- Decades:: 2000s; 2010s; 2020s;
- See also:: Other events of 2021; Timeline of Guinean history;

= 2021 in Guinea =

Events in the year 2021 in Guinea.

== Incumbents ==

- President: Alpha Condé
- Prime Minister: Ibrahima Kassory Fofana

== Events ==
Ongoing – COVID-19 pandemic in Guinea
- January 12 – Israeli businessman Beny Steinmetz denies corruption or forgery linked to mining rights for Beny Steinmetz Group Resources (BSGR). Swiss prosecutors allege Steinmetz won the mining rights by bribing the wife of former president Lansana Conté (2006–2010).
- January 13 – Two critics of President Alpha Conde are condemned to a year in prison for inciting an insurrection during the 2020 Guinean presidential election campaign.
- February 14 – Guinea declares a new ebola outbreak in Gouécké, Nzérékoré Region.
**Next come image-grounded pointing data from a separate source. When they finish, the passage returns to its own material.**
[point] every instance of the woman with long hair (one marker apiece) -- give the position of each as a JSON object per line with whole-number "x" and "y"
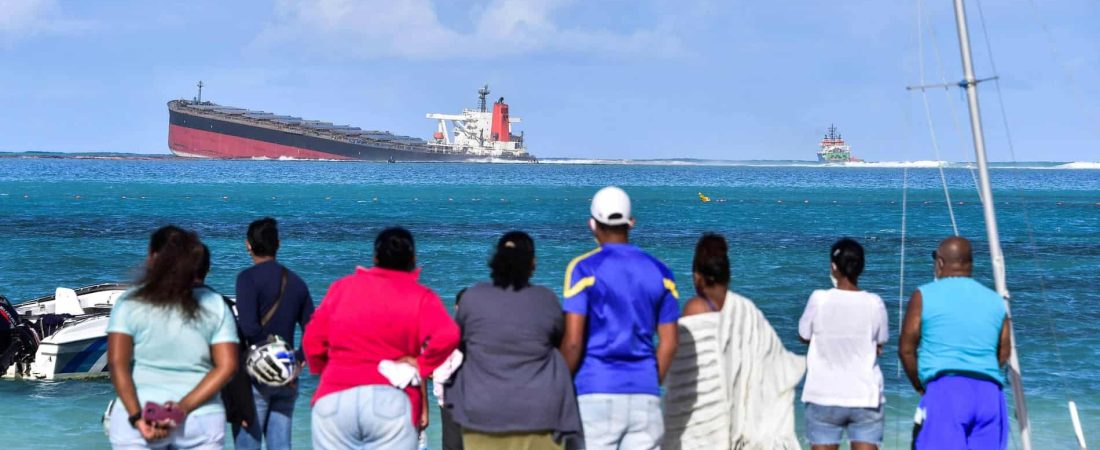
{"x": 514, "y": 390}
{"x": 375, "y": 318}
{"x": 182, "y": 341}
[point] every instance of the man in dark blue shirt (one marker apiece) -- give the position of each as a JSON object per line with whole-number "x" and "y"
{"x": 257, "y": 289}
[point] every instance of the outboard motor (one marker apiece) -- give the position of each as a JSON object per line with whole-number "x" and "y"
{"x": 19, "y": 340}
{"x": 9, "y": 333}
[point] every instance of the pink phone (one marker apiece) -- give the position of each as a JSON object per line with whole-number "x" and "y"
{"x": 154, "y": 412}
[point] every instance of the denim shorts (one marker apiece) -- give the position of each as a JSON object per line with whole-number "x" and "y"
{"x": 825, "y": 425}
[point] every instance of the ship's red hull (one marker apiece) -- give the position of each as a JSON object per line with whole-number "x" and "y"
{"x": 191, "y": 142}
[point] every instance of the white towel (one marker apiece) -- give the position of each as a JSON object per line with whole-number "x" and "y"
{"x": 400, "y": 374}
{"x": 442, "y": 374}
{"x": 732, "y": 383}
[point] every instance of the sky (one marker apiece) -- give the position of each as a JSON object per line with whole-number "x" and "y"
{"x": 730, "y": 79}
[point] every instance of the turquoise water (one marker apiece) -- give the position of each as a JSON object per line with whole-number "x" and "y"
{"x": 66, "y": 222}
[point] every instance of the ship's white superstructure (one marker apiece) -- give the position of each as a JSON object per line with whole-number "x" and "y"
{"x": 480, "y": 131}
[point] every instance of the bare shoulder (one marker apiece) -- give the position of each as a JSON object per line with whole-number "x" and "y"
{"x": 695, "y": 306}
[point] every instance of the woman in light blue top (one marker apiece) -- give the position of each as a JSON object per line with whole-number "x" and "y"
{"x": 182, "y": 341}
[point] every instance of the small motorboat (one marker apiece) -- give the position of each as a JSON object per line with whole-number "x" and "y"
{"x": 64, "y": 336}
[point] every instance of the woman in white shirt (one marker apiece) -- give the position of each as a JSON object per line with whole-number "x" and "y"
{"x": 845, "y": 328}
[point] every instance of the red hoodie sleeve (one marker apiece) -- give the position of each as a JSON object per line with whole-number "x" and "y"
{"x": 438, "y": 333}
{"x": 315, "y": 340}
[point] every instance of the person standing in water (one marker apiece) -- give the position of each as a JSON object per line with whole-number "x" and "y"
{"x": 179, "y": 339}
{"x": 270, "y": 291}
{"x": 846, "y": 328}
{"x": 375, "y": 316}
{"x": 514, "y": 390}
{"x": 617, "y": 299}
{"x": 954, "y": 344}
{"x": 732, "y": 382}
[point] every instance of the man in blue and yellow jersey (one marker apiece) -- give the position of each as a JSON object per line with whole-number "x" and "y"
{"x": 617, "y": 299}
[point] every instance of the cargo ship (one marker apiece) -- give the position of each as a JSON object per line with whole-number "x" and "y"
{"x": 834, "y": 150}
{"x": 207, "y": 130}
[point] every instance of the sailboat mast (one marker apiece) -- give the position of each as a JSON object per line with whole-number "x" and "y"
{"x": 994, "y": 241}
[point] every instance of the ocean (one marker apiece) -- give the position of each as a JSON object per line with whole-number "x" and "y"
{"x": 75, "y": 222}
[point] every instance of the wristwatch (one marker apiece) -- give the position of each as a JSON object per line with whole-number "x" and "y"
{"x": 133, "y": 419}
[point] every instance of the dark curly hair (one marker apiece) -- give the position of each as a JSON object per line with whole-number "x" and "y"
{"x": 395, "y": 250}
{"x": 176, "y": 258}
{"x": 848, "y": 256}
{"x": 712, "y": 259}
{"x": 514, "y": 262}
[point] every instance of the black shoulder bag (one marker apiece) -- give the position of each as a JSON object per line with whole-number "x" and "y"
{"x": 237, "y": 394}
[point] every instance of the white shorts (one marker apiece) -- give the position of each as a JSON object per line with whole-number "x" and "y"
{"x": 199, "y": 432}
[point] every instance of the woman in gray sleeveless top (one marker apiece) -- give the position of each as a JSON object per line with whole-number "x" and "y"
{"x": 514, "y": 390}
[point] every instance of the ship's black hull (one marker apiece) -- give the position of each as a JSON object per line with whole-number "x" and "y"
{"x": 195, "y": 135}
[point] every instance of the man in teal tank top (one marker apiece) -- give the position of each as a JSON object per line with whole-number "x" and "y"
{"x": 954, "y": 342}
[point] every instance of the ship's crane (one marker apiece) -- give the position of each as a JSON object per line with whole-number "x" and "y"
{"x": 479, "y": 131}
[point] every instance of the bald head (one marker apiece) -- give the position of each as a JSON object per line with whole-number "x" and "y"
{"x": 955, "y": 258}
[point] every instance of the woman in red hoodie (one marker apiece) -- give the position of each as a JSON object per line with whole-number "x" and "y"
{"x": 375, "y": 315}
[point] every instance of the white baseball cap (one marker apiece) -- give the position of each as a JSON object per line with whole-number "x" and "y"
{"x": 611, "y": 206}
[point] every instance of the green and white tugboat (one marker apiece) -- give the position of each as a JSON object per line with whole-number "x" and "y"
{"x": 834, "y": 150}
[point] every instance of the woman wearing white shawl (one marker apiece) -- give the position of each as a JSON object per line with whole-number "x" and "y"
{"x": 732, "y": 383}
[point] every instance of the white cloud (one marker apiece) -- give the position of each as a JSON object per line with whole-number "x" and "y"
{"x": 413, "y": 29}
{"x": 21, "y": 19}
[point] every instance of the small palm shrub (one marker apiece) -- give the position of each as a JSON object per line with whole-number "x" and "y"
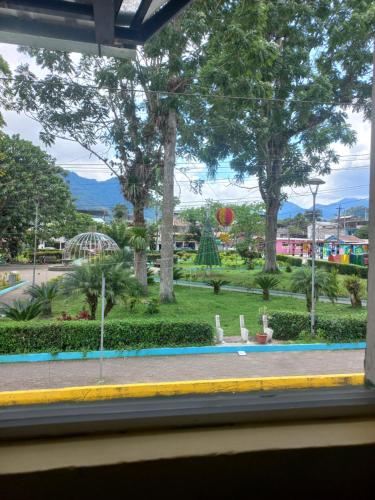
{"x": 354, "y": 287}
{"x": 152, "y": 306}
{"x": 325, "y": 283}
{"x": 150, "y": 276}
{"x": 21, "y": 310}
{"x": 178, "y": 273}
{"x": 266, "y": 282}
{"x": 44, "y": 294}
{"x": 217, "y": 284}
{"x": 138, "y": 238}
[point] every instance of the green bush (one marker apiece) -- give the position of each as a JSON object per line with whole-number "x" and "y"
{"x": 350, "y": 269}
{"x": 288, "y": 259}
{"x": 288, "y": 326}
{"x": 65, "y": 336}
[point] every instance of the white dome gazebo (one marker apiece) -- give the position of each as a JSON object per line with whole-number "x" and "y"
{"x": 87, "y": 246}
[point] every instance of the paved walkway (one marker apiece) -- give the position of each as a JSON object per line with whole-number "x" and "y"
{"x": 19, "y": 376}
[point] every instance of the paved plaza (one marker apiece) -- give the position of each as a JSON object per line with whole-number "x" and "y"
{"x": 167, "y": 368}
{"x": 18, "y": 376}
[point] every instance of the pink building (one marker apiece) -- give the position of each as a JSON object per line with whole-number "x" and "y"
{"x": 299, "y": 247}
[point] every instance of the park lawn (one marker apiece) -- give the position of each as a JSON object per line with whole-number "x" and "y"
{"x": 202, "y": 305}
{"x": 245, "y": 278}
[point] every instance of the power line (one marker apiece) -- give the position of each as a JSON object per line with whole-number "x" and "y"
{"x": 191, "y": 94}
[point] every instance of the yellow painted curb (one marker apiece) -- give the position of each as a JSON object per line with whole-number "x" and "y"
{"x": 93, "y": 393}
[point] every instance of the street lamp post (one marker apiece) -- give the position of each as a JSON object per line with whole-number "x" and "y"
{"x": 314, "y": 186}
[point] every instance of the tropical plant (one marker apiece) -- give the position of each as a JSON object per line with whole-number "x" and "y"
{"x": 324, "y": 283}
{"x": 266, "y": 282}
{"x": 354, "y": 287}
{"x": 178, "y": 273}
{"x": 138, "y": 240}
{"x": 152, "y": 306}
{"x": 119, "y": 282}
{"x": 217, "y": 284}
{"x": 303, "y": 59}
{"x": 150, "y": 276}
{"x": 87, "y": 280}
{"x": 21, "y": 310}
{"x": 44, "y": 294}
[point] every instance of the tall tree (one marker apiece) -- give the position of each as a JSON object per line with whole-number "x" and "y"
{"x": 120, "y": 212}
{"x": 4, "y": 87}
{"x": 172, "y": 58}
{"x": 98, "y": 103}
{"x": 284, "y": 72}
{"x": 29, "y": 179}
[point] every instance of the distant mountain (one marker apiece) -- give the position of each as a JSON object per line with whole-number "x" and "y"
{"x": 329, "y": 211}
{"x": 93, "y": 194}
{"x": 289, "y": 210}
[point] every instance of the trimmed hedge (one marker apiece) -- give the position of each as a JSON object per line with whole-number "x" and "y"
{"x": 65, "y": 336}
{"x": 350, "y": 269}
{"x": 287, "y": 326}
{"x": 288, "y": 259}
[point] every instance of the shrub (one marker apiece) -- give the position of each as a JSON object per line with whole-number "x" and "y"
{"x": 354, "y": 287}
{"x": 59, "y": 336}
{"x": 152, "y": 306}
{"x": 288, "y": 259}
{"x": 178, "y": 273}
{"x": 44, "y": 293}
{"x": 361, "y": 271}
{"x": 288, "y": 326}
{"x": 266, "y": 282}
{"x": 325, "y": 283}
{"x": 21, "y": 310}
{"x": 217, "y": 284}
{"x": 150, "y": 276}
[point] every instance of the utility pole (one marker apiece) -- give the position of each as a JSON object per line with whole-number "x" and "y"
{"x": 35, "y": 238}
{"x": 338, "y": 222}
{"x": 102, "y": 331}
{"x": 370, "y": 338}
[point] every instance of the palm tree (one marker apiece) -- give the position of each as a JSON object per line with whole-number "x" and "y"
{"x": 87, "y": 280}
{"x": 119, "y": 282}
{"x": 354, "y": 286}
{"x": 217, "y": 284}
{"x": 266, "y": 282}
{"x": 139, "y": 242}
{"x": 21, "y": 310}
{"x": 324, "y": 283}
{"x": 44, "y": 294}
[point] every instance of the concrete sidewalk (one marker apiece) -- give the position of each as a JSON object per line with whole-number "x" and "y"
{"x": 19, "y": 376}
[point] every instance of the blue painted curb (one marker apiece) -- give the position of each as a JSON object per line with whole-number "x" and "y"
{"x": 11, "y": 288}
{"x": 175, "y": 351}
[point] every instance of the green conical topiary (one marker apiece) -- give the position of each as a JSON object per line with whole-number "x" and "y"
{"x": 208, "y": 254}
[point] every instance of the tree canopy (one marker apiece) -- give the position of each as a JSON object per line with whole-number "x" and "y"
{"x": 29, "y": 177}
{"x": 289, "y": 71}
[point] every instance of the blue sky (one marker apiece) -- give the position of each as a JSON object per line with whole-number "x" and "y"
{"x": 349, "y": 179}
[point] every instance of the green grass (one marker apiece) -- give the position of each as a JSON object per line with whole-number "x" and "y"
{"x": 202, "y": 304}
{"x": 244, "y": 277}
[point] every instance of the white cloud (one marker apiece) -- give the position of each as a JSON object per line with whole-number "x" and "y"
{"x": 351, "y": 181}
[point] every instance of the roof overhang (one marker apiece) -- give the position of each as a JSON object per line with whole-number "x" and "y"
{"x": 100, "y": 27}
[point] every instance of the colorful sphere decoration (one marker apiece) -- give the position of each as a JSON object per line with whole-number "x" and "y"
{"x": 225, "y": 216}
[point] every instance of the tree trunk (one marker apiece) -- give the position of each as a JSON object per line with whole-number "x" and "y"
{"x": 272, "y": 208}
{"x": 93, "y": 304}
{"x": 308, "y": 302}
{"x": 166, "y": 255}
{"x": 108, "y": 307}
{"x": 140, "y": 256}
{"x": 356, "y": 302}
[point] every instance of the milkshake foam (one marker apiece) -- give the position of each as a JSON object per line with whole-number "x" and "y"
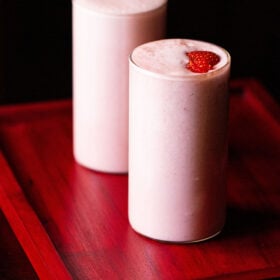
{"x": 122, "y": 7}
{"x": 168, "y": 57}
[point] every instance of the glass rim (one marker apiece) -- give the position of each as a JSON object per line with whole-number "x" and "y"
{"x": 103, "y": 13}
{"x": 167, "y": 76}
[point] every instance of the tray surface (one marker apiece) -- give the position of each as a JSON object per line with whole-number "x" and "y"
{"x": 78, "y": 217}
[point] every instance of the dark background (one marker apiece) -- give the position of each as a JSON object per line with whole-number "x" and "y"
{"x": 35, "y": 42}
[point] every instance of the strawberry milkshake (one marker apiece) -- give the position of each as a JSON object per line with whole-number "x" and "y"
{"x": 104, "y": 34}
{"x": 178, "y": 112}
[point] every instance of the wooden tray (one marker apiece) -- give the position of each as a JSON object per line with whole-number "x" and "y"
{"x": 72, "y": 222}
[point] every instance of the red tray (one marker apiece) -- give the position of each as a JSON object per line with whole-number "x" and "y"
{"x": 72, "y": 222}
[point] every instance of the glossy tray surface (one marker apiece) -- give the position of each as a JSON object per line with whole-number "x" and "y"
{"x": 76, "y": 219}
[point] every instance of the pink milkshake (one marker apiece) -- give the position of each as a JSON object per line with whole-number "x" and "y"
{"x": 177, "y": 140}
{"x": 104, "y": 34}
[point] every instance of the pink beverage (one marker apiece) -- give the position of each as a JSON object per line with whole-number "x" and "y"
{"x": 104, "y": 34}
{"x": 177, "y": 141}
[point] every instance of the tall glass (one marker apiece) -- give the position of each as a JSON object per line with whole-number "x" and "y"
{"x": 177, "y": 141}
{"x": 104, "y": 34}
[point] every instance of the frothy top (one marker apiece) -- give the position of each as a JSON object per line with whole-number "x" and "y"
{"x": 121, "y": 7}
{"x": 168, "y": 57}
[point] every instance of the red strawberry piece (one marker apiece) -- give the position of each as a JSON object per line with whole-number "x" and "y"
{"x": 202, "y": 61}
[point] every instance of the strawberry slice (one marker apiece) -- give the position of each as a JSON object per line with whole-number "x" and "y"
{"x": 202, "y": 61}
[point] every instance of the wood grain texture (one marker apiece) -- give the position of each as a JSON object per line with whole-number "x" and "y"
{"x": 13, "y": 261}
{"x": 28, "y": 229}
{"x": 85, "y": 212}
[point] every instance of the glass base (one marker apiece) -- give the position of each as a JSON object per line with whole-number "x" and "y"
{"x": 180, "y": 242}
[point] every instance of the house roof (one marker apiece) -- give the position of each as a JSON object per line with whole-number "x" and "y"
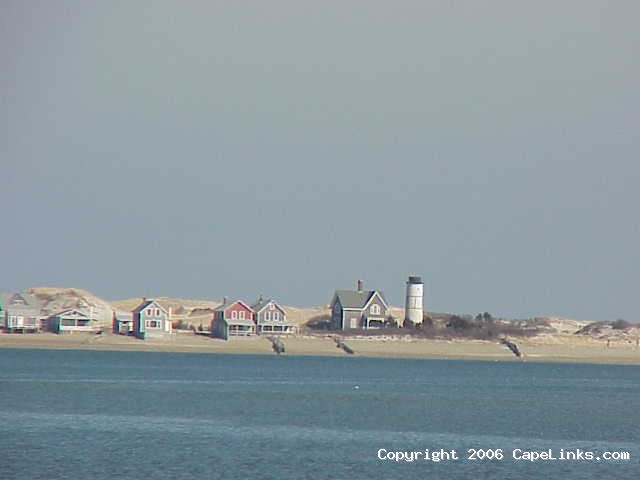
{"x": 357, "y": 299}
{"x": 262, "y": 303}
{"x": 19, "y": 301}
{"x": 146, "y": 303}
{"x": 225, "y": 306}
{"x": 71, "y": 312}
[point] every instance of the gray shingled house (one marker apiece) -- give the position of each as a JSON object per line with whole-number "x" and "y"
{"x": 271, "y": 318}
{"x": 20, "y": 312}
{"x": 351, "y": 309}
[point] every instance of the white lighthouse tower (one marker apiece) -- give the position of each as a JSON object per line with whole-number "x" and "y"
{"x": 413, "y": 304}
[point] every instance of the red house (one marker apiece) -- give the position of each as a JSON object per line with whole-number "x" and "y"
{"x": 235, "y": 319}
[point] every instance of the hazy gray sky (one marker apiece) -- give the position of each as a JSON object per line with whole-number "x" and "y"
{"x": 205, "y": 148}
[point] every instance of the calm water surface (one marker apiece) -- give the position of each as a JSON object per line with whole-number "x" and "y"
{"x": 134, "y": 415}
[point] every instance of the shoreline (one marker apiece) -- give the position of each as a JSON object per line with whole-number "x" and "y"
{"x": 557, "y": 349}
Three people die and four are ill. 14,860 confirmed cases of COVID-19 and 84 deaths have been reported.
- February 20 – Pope Francis accepts the resignation of conservative Cardinal Robert Sarah, 75, from the Vatican′s Congregation for Divine Worship and the Discipline of the Sacraments. As Metropolitan Archbishop of Conakry he was a critic of Islam and of President Ahmed Sékou Touré.
- February 23 – Ebola vaccines donated by the World Health Organization (WHO) are administered in Gouéké, Nzérékoré Prefecture. The WHO has also deployed 65 experts and the UN Central Emergency Response Fund (CERF) has released $15 million to help Guinea and the Democratic Republic of the Congo fight Ebola.
- September 5 - Members of Guinean special forces overthrow incumbent president Alpha Condé from his office and dissolve the Guinean constitution and government.
- September 9 - ECOWAS suspends Guinea from its organization in response to the September 5th coup d'etat.

==Deaths==
- February 5 – Abdoul Jabbar, 40–41, singer-songwriter.
- March 1 – Emmanuel Félémou, 60, bishop of Roman Catholic Diocese of Kankan (since 2007); COVID-19.
- March 8 – Djibril Tamsir Niane, 89, writer and historian; COVID-19.